Jay Rayner 

I have unsavoury habits in the kitchen – but don’t we all?

At home I double dip. And triple dip. And lick the spoon again. I’m sure I’m in good company
  
  

Jay Rayner Happy Eater illustration Observer Food Monthly OFM May 2023

I have filthy habits. They’re not unusual habits, or even unusually filthy. You probably have them too. But in the right environment, they can look so terribly, terribly wrong. That environment is a TV studio. Recently, for reasons I must for the moment remain coy about, I found myself cooking against the clock before a phalanx of TV cameras. I should have been focused solely on the tasks at hand. Instead, the words banging around inside my head were: whatever you do don’t lick your fingers. And don’t lick that spoon you’re stirring the pot with. And for god’s sake wash your hands after handling ingredients.

At home, that voice is never in my head. I break all these rules while cooking, and more. While I know newspaper columnists often mistakenly think they are merely giving voice to something that is a shared experience when it really isn’t, on this I’m sure I’m in very good and very extensive company. The fact is, home cooks are not the same as the people who get paid for it, and hooray for that. Professional kitchens have important personal hygiene rules, and 19 different colour-coded plastic chopping boards. In those places it’s a new spoon every time. Or, at least, it should be.

In the domestic realm we double dip. And triple dip. And lick again. Here, taste this, we say, proffering the edge of the mixing spoon we ourselves licked only a moment before. We don’t even think about it. Or at least, I don’t. Once, during lockdown, I cooked a dish from the Gavroche cookbook, supervised via Facetime by the great Michel Roux Jnr.
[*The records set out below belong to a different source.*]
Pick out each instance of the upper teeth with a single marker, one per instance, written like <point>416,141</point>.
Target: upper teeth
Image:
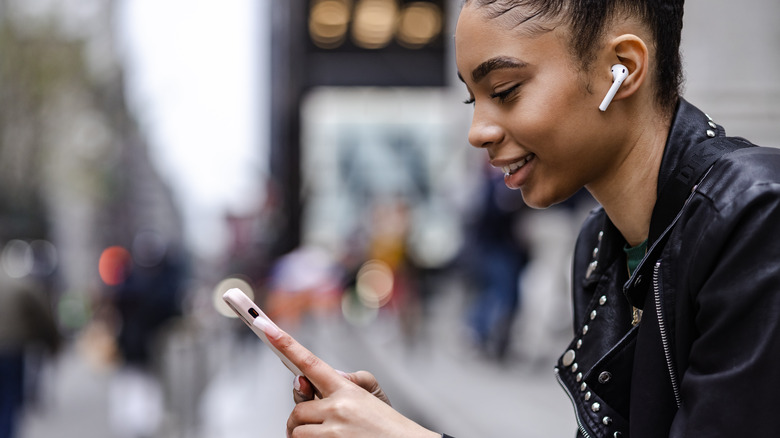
<point>512,168</point>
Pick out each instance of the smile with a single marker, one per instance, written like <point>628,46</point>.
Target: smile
<point>514,167</point>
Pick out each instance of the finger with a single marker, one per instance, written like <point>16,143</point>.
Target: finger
<point>319,373</point>
<point>305,431</point>
<point>302,390</point>
<point>367,381</point>
<point>309,412</point>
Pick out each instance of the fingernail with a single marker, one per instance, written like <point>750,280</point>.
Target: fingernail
<point>297,383</point>
<point>270,330</point>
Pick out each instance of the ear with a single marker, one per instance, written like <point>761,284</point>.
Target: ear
<point>631,51</point>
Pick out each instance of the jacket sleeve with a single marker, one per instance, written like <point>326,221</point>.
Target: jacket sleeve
<point>730,384</point>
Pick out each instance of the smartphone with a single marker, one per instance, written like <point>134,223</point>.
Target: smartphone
<point>248,311</point>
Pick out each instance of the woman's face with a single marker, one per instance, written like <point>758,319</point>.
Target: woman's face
<point>533,111</point>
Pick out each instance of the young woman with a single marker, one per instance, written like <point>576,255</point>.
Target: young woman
<point>676,280</point>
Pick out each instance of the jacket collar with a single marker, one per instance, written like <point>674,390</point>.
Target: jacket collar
<point>690,127</point>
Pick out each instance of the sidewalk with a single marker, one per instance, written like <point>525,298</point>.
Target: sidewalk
<point>243,391</point>
<point>446,387</point>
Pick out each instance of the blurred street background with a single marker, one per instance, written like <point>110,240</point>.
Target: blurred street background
<point>154,153</point>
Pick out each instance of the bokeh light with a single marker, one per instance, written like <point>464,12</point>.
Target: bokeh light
<point>328,23</point>
<point>419,24</point>
<point>374,23</point>
<point>222,287</point>
<point>17,259</point>
<point>114,265</point>
<point>374,284</point>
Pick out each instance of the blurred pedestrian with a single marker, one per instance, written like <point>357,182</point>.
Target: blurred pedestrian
<point>26,322</point>
<point>146,302</point>
<point>495,258</point>
<point>676,280</point>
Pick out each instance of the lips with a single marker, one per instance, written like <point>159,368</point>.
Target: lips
<point>514,167</point>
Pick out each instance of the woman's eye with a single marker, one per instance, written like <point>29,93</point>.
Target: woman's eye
<point>503,95</point>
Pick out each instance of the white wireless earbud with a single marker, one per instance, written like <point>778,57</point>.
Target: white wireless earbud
<point>619,74</point>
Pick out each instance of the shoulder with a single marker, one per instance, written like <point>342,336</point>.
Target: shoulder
<point>741,175</point>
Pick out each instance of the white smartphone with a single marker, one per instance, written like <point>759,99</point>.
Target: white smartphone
<point>249,312</point>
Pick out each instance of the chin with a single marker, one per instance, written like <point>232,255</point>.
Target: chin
<point>541,201</point>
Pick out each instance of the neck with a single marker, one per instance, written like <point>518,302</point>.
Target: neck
<point>629,193</point>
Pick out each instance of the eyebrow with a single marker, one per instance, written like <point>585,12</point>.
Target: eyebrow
<point>497,63</point>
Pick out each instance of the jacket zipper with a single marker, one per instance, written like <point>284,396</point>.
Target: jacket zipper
<point>571,398</point>
<point>664,336</point>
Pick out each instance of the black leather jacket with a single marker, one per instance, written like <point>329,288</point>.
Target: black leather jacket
<point>705,359</point>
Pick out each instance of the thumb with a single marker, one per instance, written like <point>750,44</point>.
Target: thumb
<point>367,381</point>
<point>319,373</point>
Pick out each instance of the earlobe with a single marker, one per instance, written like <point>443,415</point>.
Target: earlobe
<point>631,52</point>
<point>619,74</point>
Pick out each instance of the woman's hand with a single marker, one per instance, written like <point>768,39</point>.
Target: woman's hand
<point>303,390</point>
<point>348,408</point>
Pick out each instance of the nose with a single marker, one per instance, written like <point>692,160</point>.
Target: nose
<point>484,131</point>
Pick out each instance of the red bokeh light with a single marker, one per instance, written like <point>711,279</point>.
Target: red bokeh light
<point>114,265</point>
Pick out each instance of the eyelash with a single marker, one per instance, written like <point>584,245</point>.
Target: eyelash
<point>502,96</point>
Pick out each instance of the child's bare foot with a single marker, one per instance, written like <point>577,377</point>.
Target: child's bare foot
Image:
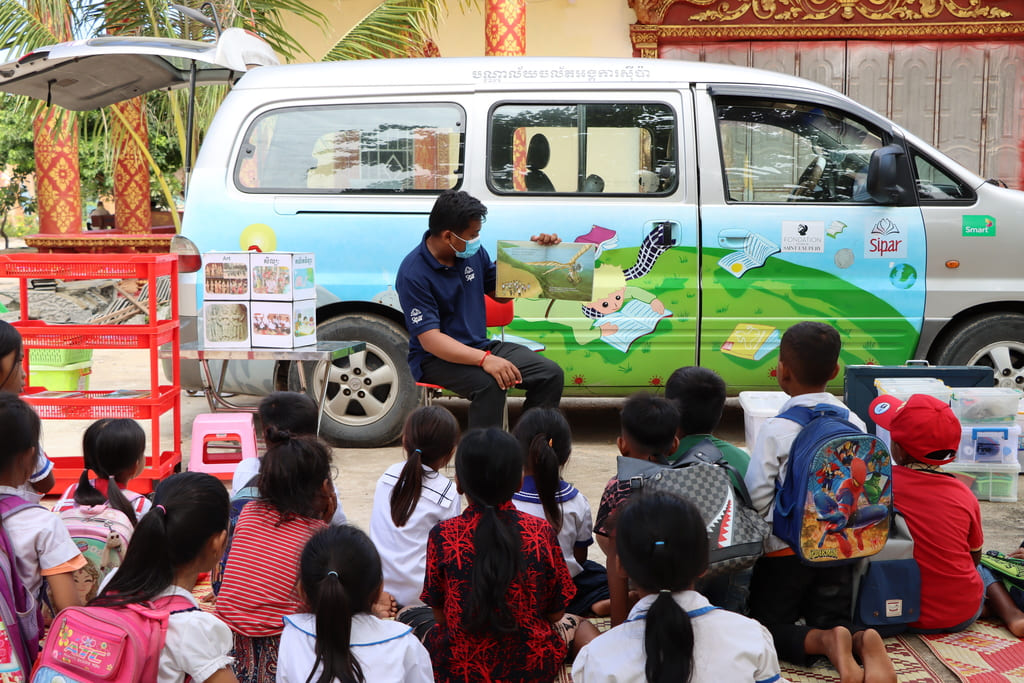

As I was enriching the bechamel for the souffle suisse I heard him bark, “Oi chef, did you just lick your fingers?” I felt like an adolescent boy who’d just been caught being, well, very much an adolescent boy. I’d been caught in my own damn kitchen.

Fastidiousness around food is unsurprisingly personal. Not long ago, for example, the media was filled with images of people blowing out birthday cake candles. They were illustrating reports of advice from the head of the Food Standards Agency that bringing cakes into the office to share with colleagues was an unhealthy practice which should be stopped.

A friend of mine told me that all she could see in those pictures was people spitting on a cake that was to be shared with others. Whereas I just saw images of a jolly celebration. Another friend told me they were increasingly repulsed by the vogue for “sharing plates”, because it meant your dining companion’s saliva-slicked cutlery was interfering with the chargrilled tenderstem and such like.

It is, I think, all to do with context. Or to put it another way, nuzzling your lover’s sweet-smelling, newly washed hair can be a lovely thing. But if you found a strand of that hair in your soup you’d be disgusted. The domestic realm is where we share so much with our loved ones, including terrible in-jokes, towels and, yes, mixing spoons. We just don’t want to be seen doing it.

I’m happy to say that I got through the TV shoot without licking my fingers or double dipping. But at the end, with time very tight, I started plating the elements of the dish with my hands. To be fair, if only to me, it’s not unusual to see head chefs do exactly that in restaurant kitchens. Not that it saved me from a terse interrogation. “Using your fingers, I see,” said the presenter, wryly. “I know where they’ve been,” I replied. It really was all I had. But yes, I had remembered to wash them first. Phew, eh.